Desde la asunción de la Alianza Cambiemos la inflación fue de casi el 70 por ciento. La cifra se queda corta para caracterizar la etapa, pues no incluye el fuerte salto inflacionario que se produjo entre octubre y diciembre de 2015, cuando los formadores de precios comenzaron a descontar la depreciación del 40 por ciento que se produciría apenas el neoliberalismo asumiera el poder. Vale recordar, porque el tiempo pasa rápido, que la devaluación fue vendida en su momento como una “exitosa salida del cepo”, entendiendo por tal a los controles cambiarios que, con sus limitaciones, ayudaron a frenar la tradicional sangría de capitales característica de economías como la argentina, bimonetarias de hecho. Pero concentrándose en el 70 por ciento de inflación, el dato es que se asiste, en vivo y en directo, a uno de los habituales fracasos de la teoría ortodoxa, en concreto, al fiasco del sistema de Metas de Inflación (MI). El detalle importa porque el único laboratorio inapelable para validar las teorías económicas es la historia.
El presidente del Banco Central, Federico Sturzenegger, disfruta de las conferencias de prensa en las que proyecta gráficos de inflación descendente en contraste con los relevamientos de las expectativas del mercado, es decir, contra los números que dibujan esas consultoras de la city que jamás pegan una. El ritual no consiste sólo en construcción de imaginario y mística de la profesión, sino que es una representación de la esencia “técnica” del sistema de MI. Más allá del argot con que se lo rodea (“la tasa del centro del corredor de pases”), el mecanismo es bastante simple. Consiste en que a partir de las “expectativas del mercado” sobre la inflación futura, los dibujos de las consultoras, el Central establezca una meta de inflación, la que se expresa en la forma de un rango anual deseable, y luego maneje la variación periódica de la tasa de interés “de referencia” –para el caso las Letras del Banco Central o Lebac– con el fin de ajustar la inflación real a la meta prestablecida. La gran panacea es conseguir en el mediano plazo una inflación baja y estable.
El mecanismo presupone que si las expectativas del mercado están por encima de la meta, el BCRA debe subir la tasa de Lebac. Nótese que el Central no opera directamente sobre la cantidad de dinero, como sugeriría un monetarismo estricto, sino que lo hace a través de la tasa de referencia con el objetivo de regular la liquidez del sistema financiero. Esta regulación se hace operativa a través de los “pases”, que son operaciones de muy corto plazo entre el Central y los bancos, “activo” cuando el Central compra e inyecta liquidez, “pasivo” cuando vende y retira liquidez. Se llaman “pases”, porque cuando finaliza el plazo, por ejemplo 7 días, la operación se revierte, es decir el BCRA se obliga a recomprar o revender. El supuesto es que de esta manera influye en el resto de las tasas que regulan las decisiones de Consumo e Inversión, como por ejemplo las de los depósitos a plazos y los préstamos.

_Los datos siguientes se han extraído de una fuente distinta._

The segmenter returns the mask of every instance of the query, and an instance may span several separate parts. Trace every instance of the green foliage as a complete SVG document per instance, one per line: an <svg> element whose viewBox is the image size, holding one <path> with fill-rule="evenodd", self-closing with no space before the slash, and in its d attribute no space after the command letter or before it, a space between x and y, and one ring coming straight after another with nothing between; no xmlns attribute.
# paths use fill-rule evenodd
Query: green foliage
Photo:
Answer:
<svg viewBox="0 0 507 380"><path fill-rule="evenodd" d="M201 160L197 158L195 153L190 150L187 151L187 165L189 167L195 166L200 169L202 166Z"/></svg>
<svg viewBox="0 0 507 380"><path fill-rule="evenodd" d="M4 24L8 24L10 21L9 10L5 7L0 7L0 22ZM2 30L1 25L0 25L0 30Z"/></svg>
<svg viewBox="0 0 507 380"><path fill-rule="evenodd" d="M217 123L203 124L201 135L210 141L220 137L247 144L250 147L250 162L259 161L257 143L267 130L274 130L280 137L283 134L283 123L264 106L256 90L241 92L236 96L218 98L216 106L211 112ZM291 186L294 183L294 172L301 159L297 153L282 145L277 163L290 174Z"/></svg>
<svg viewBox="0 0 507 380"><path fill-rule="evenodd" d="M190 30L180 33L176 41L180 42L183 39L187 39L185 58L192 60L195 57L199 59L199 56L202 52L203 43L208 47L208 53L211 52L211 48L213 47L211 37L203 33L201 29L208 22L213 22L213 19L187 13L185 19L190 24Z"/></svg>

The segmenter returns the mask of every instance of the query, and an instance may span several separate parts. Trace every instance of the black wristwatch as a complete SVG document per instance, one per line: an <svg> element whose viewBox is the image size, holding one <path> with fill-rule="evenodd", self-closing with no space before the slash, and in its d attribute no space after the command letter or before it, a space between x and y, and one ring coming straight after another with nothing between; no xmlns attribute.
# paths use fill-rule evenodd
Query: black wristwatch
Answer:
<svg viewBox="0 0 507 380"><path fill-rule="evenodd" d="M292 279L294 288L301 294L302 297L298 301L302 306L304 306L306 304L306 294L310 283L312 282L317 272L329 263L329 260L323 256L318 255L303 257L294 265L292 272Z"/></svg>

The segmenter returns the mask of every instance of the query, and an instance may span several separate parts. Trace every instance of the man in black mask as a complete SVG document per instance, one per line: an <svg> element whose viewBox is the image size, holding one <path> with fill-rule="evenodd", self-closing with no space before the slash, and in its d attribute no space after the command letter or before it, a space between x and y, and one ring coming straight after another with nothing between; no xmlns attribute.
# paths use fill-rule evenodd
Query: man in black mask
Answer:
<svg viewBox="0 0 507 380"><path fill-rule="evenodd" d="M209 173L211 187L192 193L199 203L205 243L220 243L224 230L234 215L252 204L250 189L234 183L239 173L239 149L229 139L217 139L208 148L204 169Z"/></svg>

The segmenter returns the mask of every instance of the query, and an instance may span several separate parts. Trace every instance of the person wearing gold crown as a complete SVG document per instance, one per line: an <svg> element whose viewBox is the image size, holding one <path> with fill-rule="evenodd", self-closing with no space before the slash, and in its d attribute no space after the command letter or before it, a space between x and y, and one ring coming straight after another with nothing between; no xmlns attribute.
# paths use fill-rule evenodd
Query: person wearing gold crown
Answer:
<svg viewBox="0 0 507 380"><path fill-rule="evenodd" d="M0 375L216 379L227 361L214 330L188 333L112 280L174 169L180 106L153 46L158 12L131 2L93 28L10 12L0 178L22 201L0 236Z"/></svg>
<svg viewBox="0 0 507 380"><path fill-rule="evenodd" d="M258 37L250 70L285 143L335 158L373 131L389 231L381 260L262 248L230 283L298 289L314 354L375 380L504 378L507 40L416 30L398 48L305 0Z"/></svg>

La teoría que subyace a la relación “suba de la tasa-baja de la inflación” es que la suba generalizada de precios es un fenómeno de demanda, es decir que ocurre porque el Consumo (privado y público) se expande por encima de la capacidad productiva de la economía. El aumento de la tasa, al retirar liquidez del sistema, frenaría la demanda “recalentada” y los precios. El costo de frenar la demanda es el del freno del crecimiento, con lo que la tasa regularía el ciclo económico. En última instancia, entonces, la única manera de tener crecimiento con baja inflación sería mediante una expansión de la oferta. Ortodoxia pura.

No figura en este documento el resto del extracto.